Kevin MacDonald: Michael Colhaze on Art
Kevin MacDonald: I want to welcome new writer Michael Colhaze to TOO. His current article — written with elegance and passion — is a worthy successor to Lasha Darkmoon’s earlier TOO articles on the pathologies of the art world. Colhaze points out that becoming a famous artist is like winning a lottery where only psychopaths need bother to enter:
Among thousands of candidates, both academics or naturals, all waiting eagerly for a hint from the established Modern art Mafia, now and then one is chosen. Since he is, just like his many contenders, about as gifted as a bedbug, nobody with a sane mind would assume that considerations of artistic merit ever played a part.
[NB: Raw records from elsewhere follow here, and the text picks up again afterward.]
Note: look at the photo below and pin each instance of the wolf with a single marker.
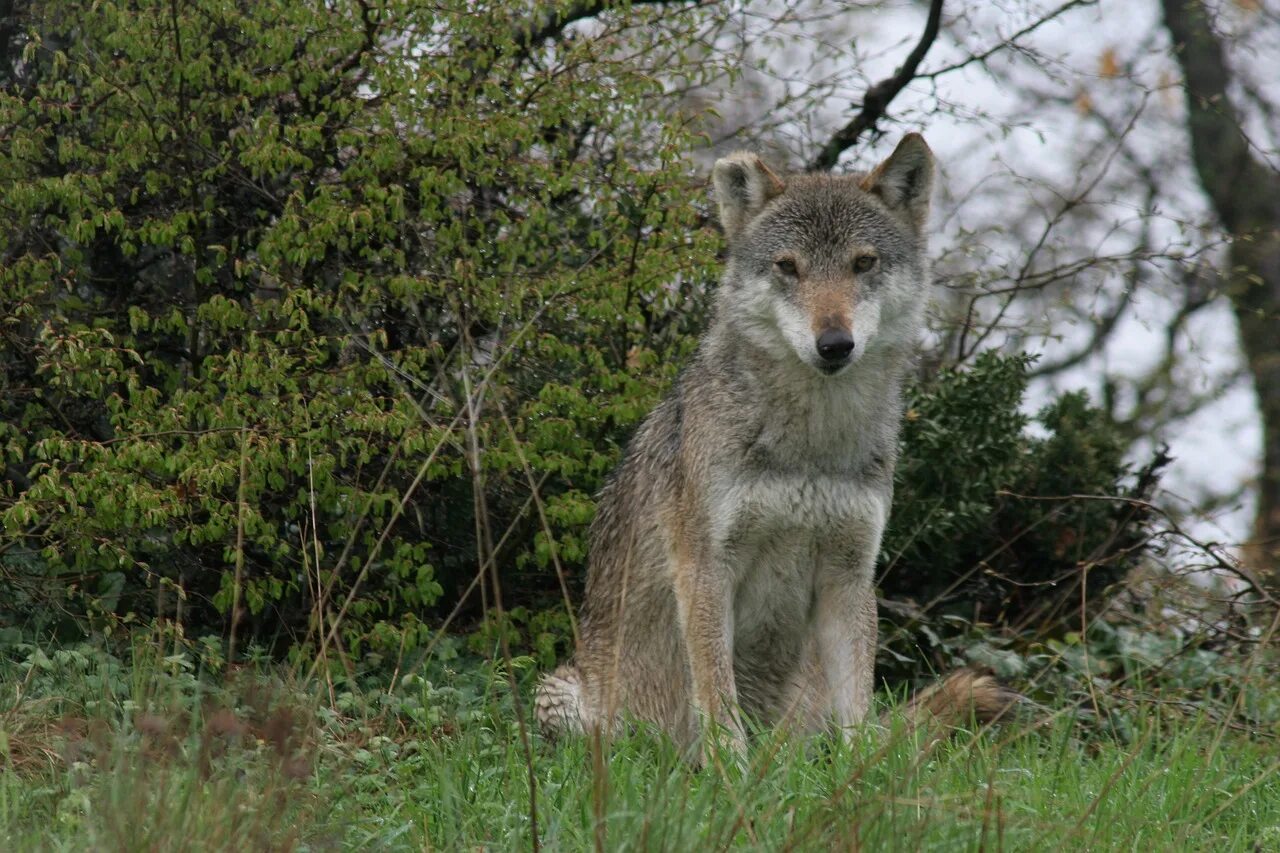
(731, 560)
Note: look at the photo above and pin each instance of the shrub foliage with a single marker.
(324, 309)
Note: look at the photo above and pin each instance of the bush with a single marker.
(1005, 519)
(341, 268)
(357, 301)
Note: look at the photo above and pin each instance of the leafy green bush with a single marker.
(318, 313)
(282, 277)
(1005, 519)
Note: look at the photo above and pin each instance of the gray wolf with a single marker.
(732, 552)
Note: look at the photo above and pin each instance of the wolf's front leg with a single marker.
(704, 598)
(845, 626)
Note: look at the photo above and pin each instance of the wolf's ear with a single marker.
(744, 185)
(905, 179)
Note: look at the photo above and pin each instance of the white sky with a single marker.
(1008, 138)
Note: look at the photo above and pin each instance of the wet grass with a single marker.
(147, 751)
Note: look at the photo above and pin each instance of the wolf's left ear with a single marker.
(905, 179)
(744, 185)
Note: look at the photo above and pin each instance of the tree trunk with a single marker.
(1246, 195)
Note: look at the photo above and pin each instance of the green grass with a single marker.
(147, 753)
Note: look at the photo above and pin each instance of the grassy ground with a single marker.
(145, 752)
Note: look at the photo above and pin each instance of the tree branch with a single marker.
(880, 96)
(552, 23)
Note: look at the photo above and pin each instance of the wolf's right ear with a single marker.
(905, 179)
(744, 185)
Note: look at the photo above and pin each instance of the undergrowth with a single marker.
(159, 747)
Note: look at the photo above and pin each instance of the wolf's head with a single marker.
(826, 267)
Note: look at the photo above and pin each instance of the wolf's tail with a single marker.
(967, 697)
(558, 702)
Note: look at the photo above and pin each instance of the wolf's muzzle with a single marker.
(835, 347)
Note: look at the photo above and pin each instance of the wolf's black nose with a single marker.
(835, 345)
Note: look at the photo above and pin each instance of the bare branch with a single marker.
(880, 96)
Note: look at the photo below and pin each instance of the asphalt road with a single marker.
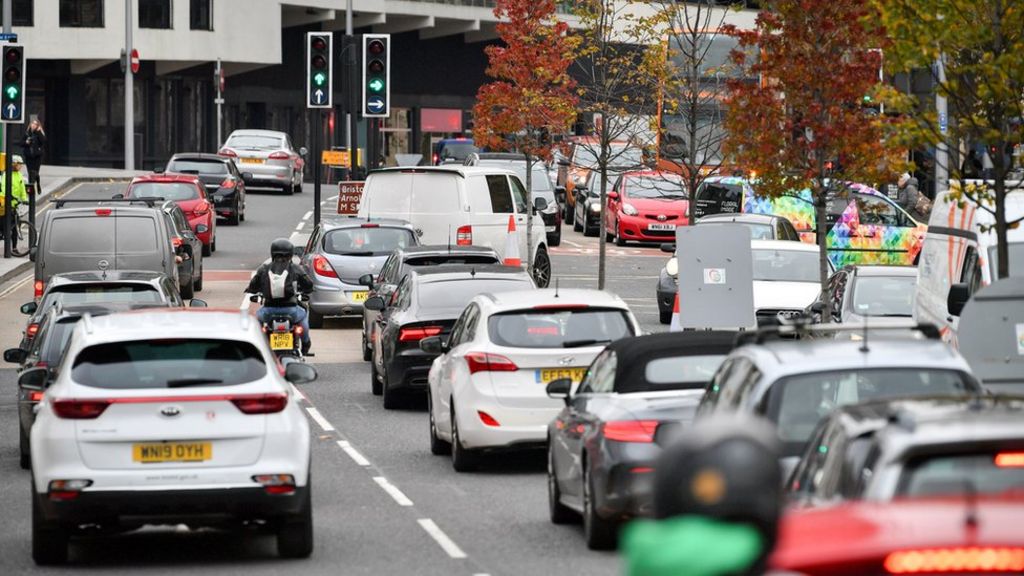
(383, 504)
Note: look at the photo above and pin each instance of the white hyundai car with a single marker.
(171, 417)
(486, 391)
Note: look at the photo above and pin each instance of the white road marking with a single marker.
(392, 491)
(441, 538)
(353, 453)
(320, 419)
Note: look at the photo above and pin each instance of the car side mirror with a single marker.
(958, 295)
(300, 373)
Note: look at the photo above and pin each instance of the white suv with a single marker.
(488, 388)
(170, 417)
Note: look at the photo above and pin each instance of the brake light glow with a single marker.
(323, 268)
(961, 560)
(630, 430)
(418, 333)
(486, 362)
What counts is a rigorous talent for self-representation, unfettered by the smallest grain of aesthetics or ethics, an inborn and unlimited vulgarity, and the stated objective to be the most ruthless Judas Iscariot to the Fine Arts that ever set foot on our sacred earth.
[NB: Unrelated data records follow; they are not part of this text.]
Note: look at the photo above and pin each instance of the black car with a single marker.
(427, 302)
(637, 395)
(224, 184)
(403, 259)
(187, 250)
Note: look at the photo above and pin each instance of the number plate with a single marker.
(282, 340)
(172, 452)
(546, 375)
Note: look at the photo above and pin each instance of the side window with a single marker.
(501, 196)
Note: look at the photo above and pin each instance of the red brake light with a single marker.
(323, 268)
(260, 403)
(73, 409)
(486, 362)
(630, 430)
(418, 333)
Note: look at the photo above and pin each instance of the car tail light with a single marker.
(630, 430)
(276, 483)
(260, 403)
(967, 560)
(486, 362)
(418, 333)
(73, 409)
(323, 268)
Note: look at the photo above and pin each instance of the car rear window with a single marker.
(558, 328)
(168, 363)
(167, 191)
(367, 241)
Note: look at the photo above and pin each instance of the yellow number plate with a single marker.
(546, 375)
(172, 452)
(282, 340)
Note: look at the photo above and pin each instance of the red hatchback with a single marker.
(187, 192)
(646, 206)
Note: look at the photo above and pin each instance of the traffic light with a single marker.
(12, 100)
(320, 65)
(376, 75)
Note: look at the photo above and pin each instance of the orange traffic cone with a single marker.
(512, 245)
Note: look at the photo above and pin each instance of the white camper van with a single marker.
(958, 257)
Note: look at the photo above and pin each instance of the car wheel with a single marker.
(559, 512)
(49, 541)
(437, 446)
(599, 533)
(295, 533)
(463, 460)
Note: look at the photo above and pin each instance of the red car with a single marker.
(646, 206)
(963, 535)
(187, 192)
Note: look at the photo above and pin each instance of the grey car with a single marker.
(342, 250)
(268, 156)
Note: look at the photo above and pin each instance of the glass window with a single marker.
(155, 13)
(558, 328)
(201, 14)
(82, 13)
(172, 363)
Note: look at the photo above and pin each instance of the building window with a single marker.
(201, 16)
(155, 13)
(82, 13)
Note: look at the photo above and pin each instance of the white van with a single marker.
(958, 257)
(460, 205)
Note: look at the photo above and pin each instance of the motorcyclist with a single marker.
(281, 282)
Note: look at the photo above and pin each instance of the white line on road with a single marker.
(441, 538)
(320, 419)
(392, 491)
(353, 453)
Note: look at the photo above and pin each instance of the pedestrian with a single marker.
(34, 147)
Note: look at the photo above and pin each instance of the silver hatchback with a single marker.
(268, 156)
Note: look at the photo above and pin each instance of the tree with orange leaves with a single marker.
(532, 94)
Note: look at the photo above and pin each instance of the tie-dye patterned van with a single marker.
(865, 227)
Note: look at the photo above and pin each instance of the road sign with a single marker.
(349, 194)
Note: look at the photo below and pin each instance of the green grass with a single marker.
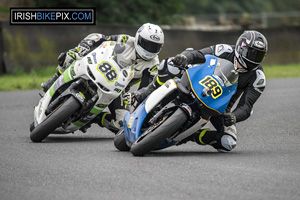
(279, 71)
(23, 81)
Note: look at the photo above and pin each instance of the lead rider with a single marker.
(247, 56)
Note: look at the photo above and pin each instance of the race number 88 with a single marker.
(213, 85)
(108, 71)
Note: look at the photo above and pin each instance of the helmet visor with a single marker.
(253, 55)
(148, 45)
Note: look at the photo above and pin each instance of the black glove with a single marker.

This lottery of the psychopaths has special import for Colhaze because his son is entering into the field of art. It must be especially difficult for a parent to deal with the prospects of a son entering a field where artistic talent is not rewarded and where success is determined by a whimsical elite whose only prerequisite is psychopathy among the lucky few whom they promote.
Similar thoughts, with slight variations (e.g., a son who wants to become a professor in the humanities or social sciences where cultural Marxism is de rigueur), must be on the minds of many parents who realize that the prospects of their children are severely compromised in a culture gone mad.